Well, that’s the same thing your partner needs when they come to apologize and even before that. It’s called being compassionate — to self and as a result, to others.
When you know you’re both human and can wrong others at any time, instead of wanting to punish others for their misgivings, you’ll be compassionate. And this mends relationships big time.
13. A Relationship Counselor Can Help
Whilst I’ve recommended seeking a coach, therapist, or other relationship experts, emphasizing it as a fact on its own is important.
You may know many facts about your relationship but your reality may be distorted since you’re in the experience itself plus you may not be knowledgeable about relationship dynamics.
However, the suggestions or advice of any other person like your well-meaning friend may not be helpful because they’re inexperienced and also biased.
But a coach for instance can help you:
- Express your emotions and feel relief
- Have an objective picture of your relationship
- Unravel the unobvious sources of your relationship issues
- Discover effective strategies for mending your relationship
Common Questions to Consider Before Leaving a Relationship
When my clients are considering ending a relationship, they mostly ask the questions below. Get a sneak peek at relationship coaching answers.
How do you know when it is time to leave a relationship? What are the signs that the relationship is over?
If you fail to get results that encourage you to stay even if you’ve considered and worked on all the facts above, it could be time to leave. Unending abuse is also one sign the relationship won’t work.
What should I think about before breaking up?
- Have I clearly communicated my needs?
- In what way am I contributing to the problems we have?
- Will I really be happier without my partner?
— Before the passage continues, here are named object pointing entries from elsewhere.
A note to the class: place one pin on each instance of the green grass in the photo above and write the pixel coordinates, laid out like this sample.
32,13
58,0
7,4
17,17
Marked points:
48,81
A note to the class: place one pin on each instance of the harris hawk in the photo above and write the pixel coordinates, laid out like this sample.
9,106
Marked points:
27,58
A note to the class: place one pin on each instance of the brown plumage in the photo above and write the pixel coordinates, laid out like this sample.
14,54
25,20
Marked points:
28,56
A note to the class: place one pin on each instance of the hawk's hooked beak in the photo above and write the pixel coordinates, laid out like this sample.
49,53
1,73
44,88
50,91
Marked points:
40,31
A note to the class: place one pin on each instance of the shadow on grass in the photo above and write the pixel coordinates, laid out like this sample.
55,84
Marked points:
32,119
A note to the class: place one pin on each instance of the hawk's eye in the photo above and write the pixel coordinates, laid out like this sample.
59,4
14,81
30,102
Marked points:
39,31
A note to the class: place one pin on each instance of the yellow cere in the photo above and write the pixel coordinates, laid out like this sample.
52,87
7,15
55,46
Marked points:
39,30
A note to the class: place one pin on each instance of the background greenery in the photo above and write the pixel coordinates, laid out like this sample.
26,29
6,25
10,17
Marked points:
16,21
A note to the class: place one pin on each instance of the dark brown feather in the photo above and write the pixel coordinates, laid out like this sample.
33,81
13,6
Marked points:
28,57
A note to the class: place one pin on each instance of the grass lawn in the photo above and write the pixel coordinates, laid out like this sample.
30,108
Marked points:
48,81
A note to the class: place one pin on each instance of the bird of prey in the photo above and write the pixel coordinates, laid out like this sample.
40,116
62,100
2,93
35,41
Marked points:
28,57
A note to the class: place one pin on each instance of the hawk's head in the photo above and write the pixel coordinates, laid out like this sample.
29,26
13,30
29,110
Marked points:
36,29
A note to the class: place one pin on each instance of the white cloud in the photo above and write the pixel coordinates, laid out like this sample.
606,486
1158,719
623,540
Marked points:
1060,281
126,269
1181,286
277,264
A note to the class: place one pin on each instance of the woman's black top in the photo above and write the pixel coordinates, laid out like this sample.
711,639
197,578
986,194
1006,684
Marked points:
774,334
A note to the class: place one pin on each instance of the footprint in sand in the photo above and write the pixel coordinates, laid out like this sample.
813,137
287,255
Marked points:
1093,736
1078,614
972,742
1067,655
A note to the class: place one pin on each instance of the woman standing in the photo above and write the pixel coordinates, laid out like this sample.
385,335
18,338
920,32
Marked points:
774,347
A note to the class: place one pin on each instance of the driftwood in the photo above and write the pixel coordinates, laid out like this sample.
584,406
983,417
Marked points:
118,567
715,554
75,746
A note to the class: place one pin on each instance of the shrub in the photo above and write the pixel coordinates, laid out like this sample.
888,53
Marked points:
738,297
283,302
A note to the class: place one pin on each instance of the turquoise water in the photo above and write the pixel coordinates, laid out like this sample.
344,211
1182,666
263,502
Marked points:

- What are my priorities in a relationship?
- Have I done my best to make things work?
- Am I feeling the weight of our problems because I already see another potential partner?
- What can I do to mend this relationship?
What questions should I ask my partner before breaking up?
- Have we really done our best to stay together?
- What could I have done differently?
- Are you willing to work on mending this relationship?
- What can you do to save our relationship?
- What have you learned in this relationship?
- How are we going to handle the breakup?
How to leave a relationship when you are still in love
- Accept that you’re still in love but the relationship isn’t working
- Choose a way to break up with your partner (preferably face to face)
- Start with a summary of appreciating them and the relationship
- Express your feelings honestly and clearly
- Adapt to their reaction with positive confirmation of your decision
- Practice breakup boundaries
- Grieve and focus on your healing
- Continue practicing ways of letting go of the relationship
Is leaving a good relationship to be single okay?
Especially if you’re leaving a good relationship to find yourself, it’s totally okay. If you’re in a good relationship but feel it’s hindering your growth and fulfillment in many ways, leaving would be a good thing for you and your partner.
Stay or Leave Conclusion
If you’ve carefully considered the relationship facts above and feel there’s something you can do to save your relationship, stay, patiently working with the tips.
But if you’ve carefully read this piece and still want to leave, do so knowing well you might regret it.